The suppression of another source of income in foreign currency can be a serious blow to the Cuban government in the midst of an economic situation that the authorities themselves have defined as “very complicated”, after the decrease in Venezuelan oil subsidies, in addition to the accumulation of external debt, the slowness and inadequacy of foreign investment and the pressures imposed by the U.S. embargo, among other adverse issues.

That beloved people – always hostage to extreme policies – now suddenly ceased to be “the hope” that would demonstrate through voting, their lucidity and their confidence in the leadership of the PT, to become a kind of amorphous and confused mass, easily deceived by the siren songs of “the far right”, manipulated by the “smear campaign” against the PT and its historical leader, a whole herd of imbeciles who did not know how to defend, as should have been done, incredible achievements of the PT, at the head of the Government between 2003 and 2016.

The most rancid liberals do not realize that the worst they can reap from this election day is that many of the voters voted, not so much for Bolsonaro as against the PT, which implies a much more adverse scenario to the left than they are capable of acknowledging.

The suppression of another foreign currency income source can be a blow to the Cuban government in the midst of an economic situation that the authorities themselves have defined as “very complicated”

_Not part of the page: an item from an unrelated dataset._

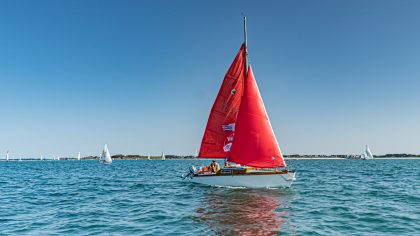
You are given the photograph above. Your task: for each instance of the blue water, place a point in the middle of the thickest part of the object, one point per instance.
(330, 197)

Unquestionably, with its usual bad loser attitude, that left will send to the defendants’ bench the social networks, the interests of the national oligarchies, the “extreme right wing and conservative” press, the Yankee imperialism, with Donald Trump at the helm, its villain par excellence, the people’s information deficit, and even WhatsApp used as a means of misinformation of the masses, which they have taken to calling methods of “alienation of progressive thinking.”

In spite of everything, it is an announced defeat. It is worth remembering that just hours after finding out the results of the first electoral round on October 7th in Brazil, which was also favorable to Bolsonaro, one of the “genius analysts” of the Cuban official press summarized the criteria of some intellectuals of the Latin American left on the issue of the leadership retreat suffered by the progressive ideology in the region, and came to the conclusion that the left has underestimated the change that the internet implies “as the main instrument of the so-called new economy and of communication and relationships between human beings”.

That innocent slip, and not its terrible performance, seems to be its biggest sin, and the supposed reason for its regional political breakdown. Perhaps that schematic, childish and reductionist view of the matter alone explains the electoral result of this October 28th.

*PT:  The Workers’ Party (Portuguese: Partido dos Trabalhadores) is a left-wing democratic socialist political party in Brazil. Launched in 1980, it is one of the largest movements of Latin America.